Fran Moreno

Personal information
- Full name: Francisco Javier Moreno Jiménez
- Date of birth: 7 May 1984 (age 41)
- Place of birth: Pamplona, Spain
- Height: 1.87 m (6 ft 1+1⁄2 in)
- Position: Attacking midfielder

Youth career
- Osasuna

Senior career*
- Years: Team / Apps / (Gls)
- 2001–2005: Osasuna B / 51 / (4)
- 2005–2008: Osasuna / 7 / (0)
- 2006–2007: → Numancia (loan) / 26 / (2)
- 2007–2008: → Albacete (loan) / 22 / (1)
- 2008–2009: Linares / 29 / (4)
- 2009–2010: Alavés / 13 / (1)
- 2010: Ontinyent / 14 / (3)
- 2010: Alcoyano / 14 / (0)
- 2011: Ontinyent / 15 / (2)
- 2011–2012: Olímpic Xàtiva / 31 / (3)
- 2012–2013: Ontinyent / 38 / (13)
- 2013–2015: Leganés / 54 / (9)
- 2015–2016: Murcia / 22 / (4)
- 2016–2017: Lleida Esportiu / 21 / (5)
- 2017–2018: Jumilla / 50 / (11)
- 2018–2020: La Nucía / 63 / (12)
- 2020–2021: Racing Murcia / 26 / (1)
- 2021–2022: Mar Menor / 31 / (0)
- Total:  / 527 / (75)

= Fran Moreno =

Spanish footballer

Francisco Javier 'Fran' Moreno Jiménez (born 7 May 1984) is a Spanish former professional footballer who played as an attacking midfielder.

==Club career==
Born in Pamplona, Navarre, Moreno appeared seven times for his local club CA Osasuna in the 2005–06 season, as they tied a best-ever fourth place in La Liga (no games complete, two starts). He made his debut in the competition on 18 September 2005, playing 22 minutes in a 1–0 home win against Sevilla FC.

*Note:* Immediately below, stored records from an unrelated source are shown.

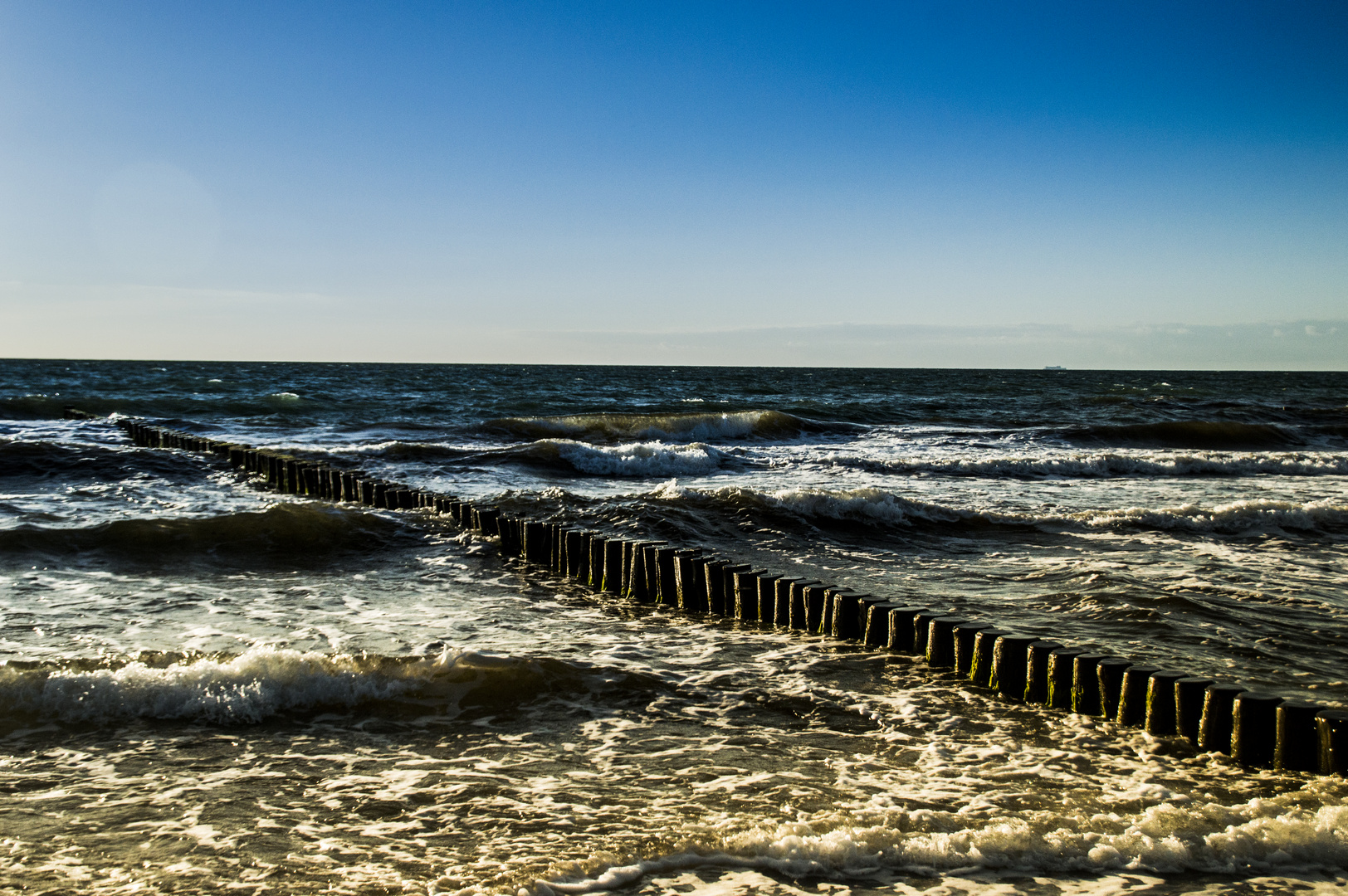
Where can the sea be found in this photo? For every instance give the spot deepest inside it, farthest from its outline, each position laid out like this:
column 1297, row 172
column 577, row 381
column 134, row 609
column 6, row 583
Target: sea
column 208, row 688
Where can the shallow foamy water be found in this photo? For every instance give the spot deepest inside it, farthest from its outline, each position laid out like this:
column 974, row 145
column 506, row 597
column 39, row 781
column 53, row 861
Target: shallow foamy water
column 208, row 688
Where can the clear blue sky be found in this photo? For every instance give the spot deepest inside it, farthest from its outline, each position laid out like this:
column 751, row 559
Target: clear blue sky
column 427, row 181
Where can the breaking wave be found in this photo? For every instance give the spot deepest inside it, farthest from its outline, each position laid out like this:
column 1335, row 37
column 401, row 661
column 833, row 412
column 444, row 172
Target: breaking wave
column 266, row 682
column 667, row 427
column 283, row 533
column 1110, row 465
column 1263, row 835
column 886, row 509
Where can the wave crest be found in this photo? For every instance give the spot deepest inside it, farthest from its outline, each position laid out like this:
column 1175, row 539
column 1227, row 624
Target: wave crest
column 283, row 533
column 1110, row 465
column 265, row 682
column 881, row 507
column 665, row 427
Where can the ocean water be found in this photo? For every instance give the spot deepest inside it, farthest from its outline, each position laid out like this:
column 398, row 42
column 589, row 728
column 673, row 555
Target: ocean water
column 209, row 688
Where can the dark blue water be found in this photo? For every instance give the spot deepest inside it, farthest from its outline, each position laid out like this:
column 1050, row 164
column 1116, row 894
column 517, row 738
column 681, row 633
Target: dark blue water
column 205, row 675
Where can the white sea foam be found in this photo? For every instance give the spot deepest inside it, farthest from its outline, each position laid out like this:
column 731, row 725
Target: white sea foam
column 669, row 427
column 1265, row 835
column 872, row 504
column 1107, row 465
column 641, row 458
column 250, row 688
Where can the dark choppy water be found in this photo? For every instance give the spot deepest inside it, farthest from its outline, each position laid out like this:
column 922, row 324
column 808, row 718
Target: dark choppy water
column 211, row 688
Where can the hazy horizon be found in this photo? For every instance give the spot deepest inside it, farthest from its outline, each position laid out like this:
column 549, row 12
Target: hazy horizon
column 979, row 185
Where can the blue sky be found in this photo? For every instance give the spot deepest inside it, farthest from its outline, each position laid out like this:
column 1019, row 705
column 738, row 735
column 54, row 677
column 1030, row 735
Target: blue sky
column 457, row 181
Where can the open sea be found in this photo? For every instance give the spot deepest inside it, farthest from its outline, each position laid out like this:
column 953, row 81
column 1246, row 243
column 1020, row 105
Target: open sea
column 208, row 688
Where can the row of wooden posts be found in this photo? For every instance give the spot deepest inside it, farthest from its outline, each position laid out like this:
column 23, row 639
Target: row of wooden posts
column 1259, row 731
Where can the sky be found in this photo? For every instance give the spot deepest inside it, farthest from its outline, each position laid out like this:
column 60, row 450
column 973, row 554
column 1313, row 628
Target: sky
column 684, row 183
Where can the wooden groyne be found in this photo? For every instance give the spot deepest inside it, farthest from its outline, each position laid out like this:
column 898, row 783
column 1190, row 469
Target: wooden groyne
column 1258, row 731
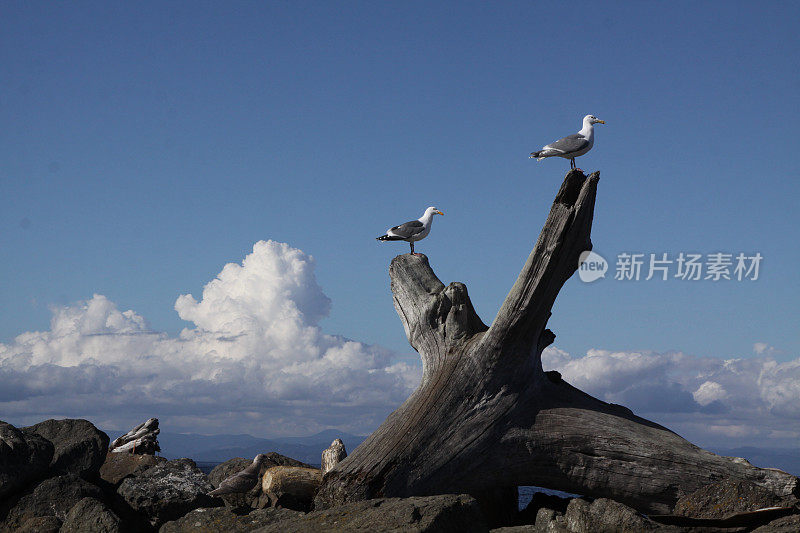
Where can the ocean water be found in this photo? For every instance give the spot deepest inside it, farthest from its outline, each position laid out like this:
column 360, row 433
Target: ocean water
column 525, row 493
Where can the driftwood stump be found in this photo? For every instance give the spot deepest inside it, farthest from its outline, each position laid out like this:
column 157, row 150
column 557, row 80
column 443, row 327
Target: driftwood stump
column 141, row 440
column 487, row 417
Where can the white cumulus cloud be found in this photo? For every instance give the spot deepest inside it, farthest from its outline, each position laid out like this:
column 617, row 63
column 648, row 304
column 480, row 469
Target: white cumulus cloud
column 755, row 399
column 256, row 360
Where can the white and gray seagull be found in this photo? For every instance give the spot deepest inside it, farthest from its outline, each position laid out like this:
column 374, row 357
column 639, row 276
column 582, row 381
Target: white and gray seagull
column 241, row 481
column 571, row 146
column 413, row 231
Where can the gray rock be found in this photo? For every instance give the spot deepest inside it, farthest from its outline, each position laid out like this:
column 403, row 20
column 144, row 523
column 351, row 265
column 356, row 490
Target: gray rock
column 80, row 448
column 232, row 466
column 40, row 524
column 167, row 491
column 605, row 515
column 222, row 520
column 91, row 516
column 24, row 458
column 118, row 466
column 456, row 513
column 787, row 524
column 52, row 497
column 723, row 498
column 549, row 521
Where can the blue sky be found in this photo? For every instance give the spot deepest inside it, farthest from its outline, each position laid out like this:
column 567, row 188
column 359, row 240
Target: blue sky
column 146, row 145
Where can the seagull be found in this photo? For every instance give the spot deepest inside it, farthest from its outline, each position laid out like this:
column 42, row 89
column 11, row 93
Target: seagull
column 241, row 481
column 571, row 146
column 416, row 230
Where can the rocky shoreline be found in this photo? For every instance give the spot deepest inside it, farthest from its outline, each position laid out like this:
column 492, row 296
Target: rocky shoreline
column 59, row 476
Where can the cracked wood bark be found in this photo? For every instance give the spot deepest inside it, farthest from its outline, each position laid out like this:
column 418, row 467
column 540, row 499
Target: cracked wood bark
column 486, row 416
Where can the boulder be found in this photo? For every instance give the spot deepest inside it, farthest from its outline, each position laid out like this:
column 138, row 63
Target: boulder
column 52, row 497
column 91, row 516
column 80, row 448
column 292, row 487
column 167, row 491
column 724, row 498
column 605, row 515
column 787, row 524
column 333, row 455
column 118, row 466
column 443, row 513
column 550, row 521
column 24, row 458
column 232, row 466
column 222, row 520
column 40, row 524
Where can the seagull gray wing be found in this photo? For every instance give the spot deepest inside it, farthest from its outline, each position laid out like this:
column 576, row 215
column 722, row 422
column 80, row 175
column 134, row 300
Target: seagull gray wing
column 409, row 229
column 569, row 144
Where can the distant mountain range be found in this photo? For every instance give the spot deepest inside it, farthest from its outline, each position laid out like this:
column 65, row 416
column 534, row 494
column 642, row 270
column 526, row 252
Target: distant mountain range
column 786, row 459
column 219, row 448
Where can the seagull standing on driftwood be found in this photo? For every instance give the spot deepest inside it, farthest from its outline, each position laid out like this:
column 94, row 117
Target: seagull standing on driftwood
column 571, row 146
column 413, row 231
column 241, row 481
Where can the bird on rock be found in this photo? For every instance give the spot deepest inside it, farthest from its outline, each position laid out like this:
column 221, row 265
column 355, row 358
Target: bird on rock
column 413, row 231
column 571, row 146
column 241, row 481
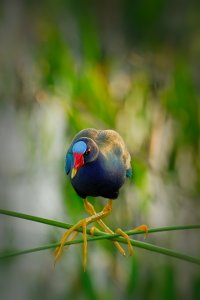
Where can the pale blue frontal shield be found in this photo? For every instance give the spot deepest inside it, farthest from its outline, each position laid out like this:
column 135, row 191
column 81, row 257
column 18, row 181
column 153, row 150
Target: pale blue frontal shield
column 79, row 147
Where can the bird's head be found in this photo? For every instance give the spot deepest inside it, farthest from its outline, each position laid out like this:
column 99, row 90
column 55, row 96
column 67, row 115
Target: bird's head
column 84, row 151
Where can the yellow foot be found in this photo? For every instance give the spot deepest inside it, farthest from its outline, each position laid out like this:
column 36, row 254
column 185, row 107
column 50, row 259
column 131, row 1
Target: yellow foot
column 83, row 223
column 124, row 235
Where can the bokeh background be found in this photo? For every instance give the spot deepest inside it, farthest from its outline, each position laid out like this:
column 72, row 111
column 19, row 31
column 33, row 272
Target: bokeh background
column 129, row 65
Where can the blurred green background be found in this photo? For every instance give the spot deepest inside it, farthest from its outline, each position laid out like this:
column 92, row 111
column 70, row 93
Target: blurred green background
column 129, row 65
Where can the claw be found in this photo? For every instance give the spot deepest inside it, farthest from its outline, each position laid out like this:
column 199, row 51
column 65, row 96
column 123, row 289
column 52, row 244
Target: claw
column 124, row 235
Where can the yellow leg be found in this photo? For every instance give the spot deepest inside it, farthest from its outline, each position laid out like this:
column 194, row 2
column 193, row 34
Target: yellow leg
column 90, row 209
column 83, row 223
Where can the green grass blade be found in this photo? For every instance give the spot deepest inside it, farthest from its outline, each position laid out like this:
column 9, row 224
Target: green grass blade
column 101, row 235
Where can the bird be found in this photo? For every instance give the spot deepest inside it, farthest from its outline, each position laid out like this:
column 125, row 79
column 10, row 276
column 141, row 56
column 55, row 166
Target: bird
column 97, row 163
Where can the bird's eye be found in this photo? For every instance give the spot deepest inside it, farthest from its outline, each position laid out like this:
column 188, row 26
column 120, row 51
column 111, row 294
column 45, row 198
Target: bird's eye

After two Segunda División loans, at CD Numancia and Albacete Balompié, Moreno was released in 2008, resuming his career in the Segunda División B, first with lowly CD Linares. He only returned to the second tier in 2014–15, contributing 19 appearances as CD Leganés retained their league status and being released at the end of the campaign.

Moreno continued to compete in the lower leagues until his retirement, representing a host of teams before his retirement in July 2022 aged 38.